If it falls short every time you've tried, it's likely that one or more of these is true:

A. You're working on some really deep thing that only world-class expects can do, like optimizing graphics engines for AAA games.

B. You're using a language that isn't in the top ~10 most popular in AI models' training sets.

C. You have an opportunity to improve your ability to use the tools effectively.

How many hours have you spent using Claude Code?

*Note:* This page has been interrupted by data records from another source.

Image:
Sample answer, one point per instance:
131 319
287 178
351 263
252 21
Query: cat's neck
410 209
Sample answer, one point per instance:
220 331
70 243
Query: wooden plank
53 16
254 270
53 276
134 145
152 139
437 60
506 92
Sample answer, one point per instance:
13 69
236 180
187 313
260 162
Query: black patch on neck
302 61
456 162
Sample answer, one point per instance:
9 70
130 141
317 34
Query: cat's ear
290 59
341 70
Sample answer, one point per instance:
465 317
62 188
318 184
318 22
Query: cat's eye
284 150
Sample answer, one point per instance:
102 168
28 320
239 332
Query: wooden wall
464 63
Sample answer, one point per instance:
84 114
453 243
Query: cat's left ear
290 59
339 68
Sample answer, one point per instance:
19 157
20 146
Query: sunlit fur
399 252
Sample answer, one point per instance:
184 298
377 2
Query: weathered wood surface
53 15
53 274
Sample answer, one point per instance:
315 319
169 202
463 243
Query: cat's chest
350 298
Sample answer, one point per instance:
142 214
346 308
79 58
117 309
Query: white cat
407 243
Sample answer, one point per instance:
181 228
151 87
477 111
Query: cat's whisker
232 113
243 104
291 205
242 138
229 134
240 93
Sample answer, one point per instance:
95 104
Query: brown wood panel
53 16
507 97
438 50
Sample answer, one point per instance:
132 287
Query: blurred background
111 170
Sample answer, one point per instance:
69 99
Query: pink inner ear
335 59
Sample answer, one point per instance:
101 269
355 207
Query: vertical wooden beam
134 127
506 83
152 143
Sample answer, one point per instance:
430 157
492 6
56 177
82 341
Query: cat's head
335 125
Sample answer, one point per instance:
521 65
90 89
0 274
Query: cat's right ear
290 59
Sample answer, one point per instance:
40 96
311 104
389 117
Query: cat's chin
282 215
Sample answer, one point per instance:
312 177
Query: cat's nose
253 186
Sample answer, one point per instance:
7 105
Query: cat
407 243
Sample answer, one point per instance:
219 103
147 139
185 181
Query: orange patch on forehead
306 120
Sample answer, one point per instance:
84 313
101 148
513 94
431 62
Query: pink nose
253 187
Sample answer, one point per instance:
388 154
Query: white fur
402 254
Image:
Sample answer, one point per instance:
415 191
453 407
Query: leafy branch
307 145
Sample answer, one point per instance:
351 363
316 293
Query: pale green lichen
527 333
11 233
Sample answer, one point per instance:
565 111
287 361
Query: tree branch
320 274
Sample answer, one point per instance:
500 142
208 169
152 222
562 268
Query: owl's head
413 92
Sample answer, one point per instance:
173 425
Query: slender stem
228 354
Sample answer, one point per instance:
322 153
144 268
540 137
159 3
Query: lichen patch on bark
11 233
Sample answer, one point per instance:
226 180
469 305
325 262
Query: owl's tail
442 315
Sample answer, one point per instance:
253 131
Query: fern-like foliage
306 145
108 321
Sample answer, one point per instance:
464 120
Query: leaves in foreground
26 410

RollAHardSix · 2026-02-06T02:25:40 1770344740

Trying to make a media player, media server, all by using ffmpeg and a pre-built media streaming engine as it's core. Python and SQLite. About a week's worth of effort every time until it begins to go too far off the rails to be reliable to continue to develop with. It never did get the ffmpeg commands right, I had to go back to crafting those by hand, it never did get the streaming engine to play in the browser's video player in the supported hls and dash formats. Asked it to build a file and file metadata caching layer and then had to continue to re-prompt it to poll the caching layers before trying to get values from the database. Never even got to the library, metadata, or library image functionality. Had to ask it to create the rbac permissions model I wanted despite it being very junior-level common sense (super-admin, user-admin, metadata admin, image admin).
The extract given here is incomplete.